After doing research on startups making clean power products for the developing world over the past few weeks, I’ve come to realize that there’s generally two types of power goods being created for “the next billion” consumers in regions like rural India or sub-saharan Africa: novelty power goods and power products that consumers in the developing world will pay for and value. While I appreciate the “cool value” of some of the novelty clean power goods coming out of design firms and universities these days, I think there needs to be a fundamental shift towards tackling power products that the emerging consumer in the developing world will actually spend money on because they’re fulfilling real needs at the right price.
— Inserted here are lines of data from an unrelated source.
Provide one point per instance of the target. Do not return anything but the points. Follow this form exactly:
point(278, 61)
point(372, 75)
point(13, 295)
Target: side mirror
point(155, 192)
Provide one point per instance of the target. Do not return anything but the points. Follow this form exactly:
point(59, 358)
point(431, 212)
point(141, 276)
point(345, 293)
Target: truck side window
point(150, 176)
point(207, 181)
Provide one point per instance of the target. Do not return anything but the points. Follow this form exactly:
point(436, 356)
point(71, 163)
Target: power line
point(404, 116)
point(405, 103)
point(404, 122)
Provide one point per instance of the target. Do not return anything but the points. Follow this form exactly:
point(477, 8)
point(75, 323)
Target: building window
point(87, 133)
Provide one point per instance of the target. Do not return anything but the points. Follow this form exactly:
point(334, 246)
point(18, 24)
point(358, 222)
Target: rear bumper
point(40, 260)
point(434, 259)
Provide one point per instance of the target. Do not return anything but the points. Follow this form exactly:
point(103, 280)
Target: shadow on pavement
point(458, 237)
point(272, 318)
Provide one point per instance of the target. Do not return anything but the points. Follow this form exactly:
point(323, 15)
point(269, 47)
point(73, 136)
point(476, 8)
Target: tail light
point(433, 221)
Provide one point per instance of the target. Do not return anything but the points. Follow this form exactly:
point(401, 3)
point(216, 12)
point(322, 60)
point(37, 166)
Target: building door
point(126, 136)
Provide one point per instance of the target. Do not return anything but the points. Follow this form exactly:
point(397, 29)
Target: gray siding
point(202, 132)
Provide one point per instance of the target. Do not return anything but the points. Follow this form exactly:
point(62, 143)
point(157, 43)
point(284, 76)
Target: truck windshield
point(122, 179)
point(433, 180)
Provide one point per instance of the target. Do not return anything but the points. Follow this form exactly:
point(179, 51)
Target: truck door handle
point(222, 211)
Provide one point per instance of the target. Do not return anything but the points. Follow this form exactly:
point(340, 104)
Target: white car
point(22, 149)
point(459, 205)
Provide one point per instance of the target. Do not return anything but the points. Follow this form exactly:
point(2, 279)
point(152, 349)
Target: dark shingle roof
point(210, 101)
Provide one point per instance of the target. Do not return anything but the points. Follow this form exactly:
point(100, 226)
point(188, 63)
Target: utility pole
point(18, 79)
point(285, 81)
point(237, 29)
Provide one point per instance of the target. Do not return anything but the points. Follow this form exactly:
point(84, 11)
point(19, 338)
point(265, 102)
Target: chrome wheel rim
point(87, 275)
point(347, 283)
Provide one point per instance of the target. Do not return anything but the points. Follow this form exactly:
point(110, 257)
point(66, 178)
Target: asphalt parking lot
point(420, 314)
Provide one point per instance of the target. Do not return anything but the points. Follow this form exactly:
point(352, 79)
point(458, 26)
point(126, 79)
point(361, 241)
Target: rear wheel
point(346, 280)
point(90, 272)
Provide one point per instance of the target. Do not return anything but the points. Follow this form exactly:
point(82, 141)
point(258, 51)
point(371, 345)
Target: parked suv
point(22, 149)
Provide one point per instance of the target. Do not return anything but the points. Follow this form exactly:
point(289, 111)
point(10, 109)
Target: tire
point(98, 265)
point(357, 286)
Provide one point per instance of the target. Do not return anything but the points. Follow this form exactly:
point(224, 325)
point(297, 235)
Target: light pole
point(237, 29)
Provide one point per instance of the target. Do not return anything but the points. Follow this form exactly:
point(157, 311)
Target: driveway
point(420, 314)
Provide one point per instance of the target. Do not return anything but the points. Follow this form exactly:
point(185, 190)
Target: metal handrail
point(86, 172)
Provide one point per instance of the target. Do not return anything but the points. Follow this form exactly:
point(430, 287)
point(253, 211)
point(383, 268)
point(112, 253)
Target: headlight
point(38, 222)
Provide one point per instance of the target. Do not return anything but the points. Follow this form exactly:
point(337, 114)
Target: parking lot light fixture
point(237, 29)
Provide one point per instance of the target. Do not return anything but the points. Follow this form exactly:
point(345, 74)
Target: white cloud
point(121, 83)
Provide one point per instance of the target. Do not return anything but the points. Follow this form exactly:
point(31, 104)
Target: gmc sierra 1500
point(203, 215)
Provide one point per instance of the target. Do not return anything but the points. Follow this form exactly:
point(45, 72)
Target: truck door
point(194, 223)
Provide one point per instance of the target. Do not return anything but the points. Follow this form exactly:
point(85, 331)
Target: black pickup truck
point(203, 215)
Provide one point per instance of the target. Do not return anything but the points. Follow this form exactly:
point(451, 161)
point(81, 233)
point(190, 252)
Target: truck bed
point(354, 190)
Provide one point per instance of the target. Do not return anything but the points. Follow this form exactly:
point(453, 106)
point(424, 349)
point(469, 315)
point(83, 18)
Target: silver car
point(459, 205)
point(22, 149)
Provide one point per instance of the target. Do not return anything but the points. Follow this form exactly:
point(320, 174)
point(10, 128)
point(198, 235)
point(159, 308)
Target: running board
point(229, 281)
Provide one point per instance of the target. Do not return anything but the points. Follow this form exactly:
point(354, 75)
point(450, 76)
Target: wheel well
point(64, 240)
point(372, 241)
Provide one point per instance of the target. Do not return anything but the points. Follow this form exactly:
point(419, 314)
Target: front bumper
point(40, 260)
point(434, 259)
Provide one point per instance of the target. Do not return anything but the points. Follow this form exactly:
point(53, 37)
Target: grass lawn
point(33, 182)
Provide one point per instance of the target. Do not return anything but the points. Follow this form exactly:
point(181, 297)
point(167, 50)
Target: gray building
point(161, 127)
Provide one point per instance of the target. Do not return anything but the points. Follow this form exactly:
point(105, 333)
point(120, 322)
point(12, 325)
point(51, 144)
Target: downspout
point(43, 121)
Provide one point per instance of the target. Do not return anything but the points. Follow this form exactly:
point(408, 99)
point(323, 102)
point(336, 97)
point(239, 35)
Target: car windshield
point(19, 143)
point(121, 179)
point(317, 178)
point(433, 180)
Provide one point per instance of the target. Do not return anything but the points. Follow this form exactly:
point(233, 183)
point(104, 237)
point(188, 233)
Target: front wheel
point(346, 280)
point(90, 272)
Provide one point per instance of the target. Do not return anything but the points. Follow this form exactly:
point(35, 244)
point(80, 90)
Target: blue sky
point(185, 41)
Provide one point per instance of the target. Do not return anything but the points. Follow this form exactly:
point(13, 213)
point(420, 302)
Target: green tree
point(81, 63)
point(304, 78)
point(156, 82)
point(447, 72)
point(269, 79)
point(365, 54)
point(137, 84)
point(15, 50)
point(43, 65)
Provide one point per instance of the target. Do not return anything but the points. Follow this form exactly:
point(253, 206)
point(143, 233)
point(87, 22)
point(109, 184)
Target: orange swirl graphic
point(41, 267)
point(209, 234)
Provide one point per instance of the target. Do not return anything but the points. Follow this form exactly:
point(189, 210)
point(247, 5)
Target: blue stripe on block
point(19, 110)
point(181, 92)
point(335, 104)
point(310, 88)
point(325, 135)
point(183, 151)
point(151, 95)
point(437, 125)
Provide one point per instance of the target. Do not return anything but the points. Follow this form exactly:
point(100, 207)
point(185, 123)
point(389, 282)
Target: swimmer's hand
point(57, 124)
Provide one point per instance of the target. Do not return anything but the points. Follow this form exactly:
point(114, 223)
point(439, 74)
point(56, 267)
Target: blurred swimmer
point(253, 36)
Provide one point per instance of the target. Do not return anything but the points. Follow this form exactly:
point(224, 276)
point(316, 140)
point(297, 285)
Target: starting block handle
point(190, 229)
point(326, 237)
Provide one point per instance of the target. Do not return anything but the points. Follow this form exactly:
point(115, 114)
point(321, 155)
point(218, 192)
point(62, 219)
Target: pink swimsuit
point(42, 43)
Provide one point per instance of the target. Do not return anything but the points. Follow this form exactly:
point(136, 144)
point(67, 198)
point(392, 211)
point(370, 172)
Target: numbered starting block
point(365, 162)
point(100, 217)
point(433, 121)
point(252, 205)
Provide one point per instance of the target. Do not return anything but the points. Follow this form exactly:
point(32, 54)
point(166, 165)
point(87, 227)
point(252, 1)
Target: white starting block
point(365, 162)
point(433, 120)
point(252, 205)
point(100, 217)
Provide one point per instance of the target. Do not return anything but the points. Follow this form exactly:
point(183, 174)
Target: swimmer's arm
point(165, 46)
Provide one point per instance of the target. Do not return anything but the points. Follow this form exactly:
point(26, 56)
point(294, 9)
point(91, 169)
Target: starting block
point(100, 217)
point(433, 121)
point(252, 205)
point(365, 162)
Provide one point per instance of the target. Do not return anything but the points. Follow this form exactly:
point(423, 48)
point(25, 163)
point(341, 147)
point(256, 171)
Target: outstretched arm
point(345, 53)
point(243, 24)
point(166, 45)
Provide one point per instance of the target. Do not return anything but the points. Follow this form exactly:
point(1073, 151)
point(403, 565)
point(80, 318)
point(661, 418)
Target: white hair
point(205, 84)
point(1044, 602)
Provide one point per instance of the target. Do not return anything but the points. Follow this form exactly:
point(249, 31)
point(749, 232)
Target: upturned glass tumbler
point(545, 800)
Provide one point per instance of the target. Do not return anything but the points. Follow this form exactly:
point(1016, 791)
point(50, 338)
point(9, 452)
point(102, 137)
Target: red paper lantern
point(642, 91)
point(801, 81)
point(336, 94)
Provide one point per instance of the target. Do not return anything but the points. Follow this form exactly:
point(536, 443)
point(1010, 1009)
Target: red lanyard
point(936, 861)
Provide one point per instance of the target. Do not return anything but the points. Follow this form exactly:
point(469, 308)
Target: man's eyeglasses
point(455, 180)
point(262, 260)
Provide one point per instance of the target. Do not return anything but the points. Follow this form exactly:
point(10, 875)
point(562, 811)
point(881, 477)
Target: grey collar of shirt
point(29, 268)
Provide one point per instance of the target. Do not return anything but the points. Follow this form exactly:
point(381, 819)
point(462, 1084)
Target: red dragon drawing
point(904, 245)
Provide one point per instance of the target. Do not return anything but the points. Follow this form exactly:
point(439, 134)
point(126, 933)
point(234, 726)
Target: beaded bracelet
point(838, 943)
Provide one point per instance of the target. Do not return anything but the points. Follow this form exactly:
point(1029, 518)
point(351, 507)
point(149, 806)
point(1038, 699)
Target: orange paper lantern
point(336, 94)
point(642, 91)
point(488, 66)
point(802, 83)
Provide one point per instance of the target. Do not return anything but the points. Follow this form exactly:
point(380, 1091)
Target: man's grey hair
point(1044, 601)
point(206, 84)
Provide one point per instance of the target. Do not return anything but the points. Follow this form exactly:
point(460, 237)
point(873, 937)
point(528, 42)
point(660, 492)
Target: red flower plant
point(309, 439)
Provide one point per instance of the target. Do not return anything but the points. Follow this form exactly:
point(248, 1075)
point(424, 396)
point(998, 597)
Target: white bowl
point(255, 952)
I started thinking about the idea after reading about EGG-Energy’s experiences in selling a battery subscription service in Tanzania. On a post on EGG-Energy’s Facebook page, they say: “[T]hese days making money in the developing world is often seen as a point of pride. The idea is that if you are giving something away – whether it’s bed-nets or condoms or even drugs – there is always the worry that your organization might be simply flooding the countryside with goods that are either useless or not valued by their intended beneficiaries.”

While EGG-Energy’s article was looking deeper into how being a for-profit in the developing world isn’t always a magic bullet, the idea of using capitalism to determine if a product has value in the developing world often seems to be an under-utilized approach when it comes to clean power. For example, this morning I read about a group of students that created a product called sOccket, which is in essence a soccer ball that generates and stores electricity during game play, and uses an inductive coil mechanism similar to the technology found in shake-to-charge flashlights.

No doubt sOccket will be the next big thing for the green blogosphere to point to as “Using Soccer to Supplant Kerosene?” as the New York Times Green Inc. blog headline puts it. I think the realities of such a product will be quite different than the article explains it — inductive coil mechanism products have been failing to in the mainstream for years, most recently with the firesale of M2E Energy, which used an enhanced version of that technology for mobile phones and vehicles.

Green Inc says: “Using a ‘buy one-give one’ model, the sOccket team hopes to sell the ball in Western markets, as a high-end tech gadget, then use the profits to distribute the balls at little or no cost in poor countries.” That’s about as close to the definition of a novelty power product as you can get — the developing world consumer is basically given the product, subsidized by the developed world.

It’s a cool idea, but clearly not a game-changer when it comes to clean power and the developing world. I’m more interested in startups like Duron, which sells a solar, LED, cell phone and radio charging products, and has been finding a market for “thousands” of its goods a month, Duron President John Howard recently told me. Duron might not be as fun to kick around as the sOccket, but it’s going to change a lot more lives.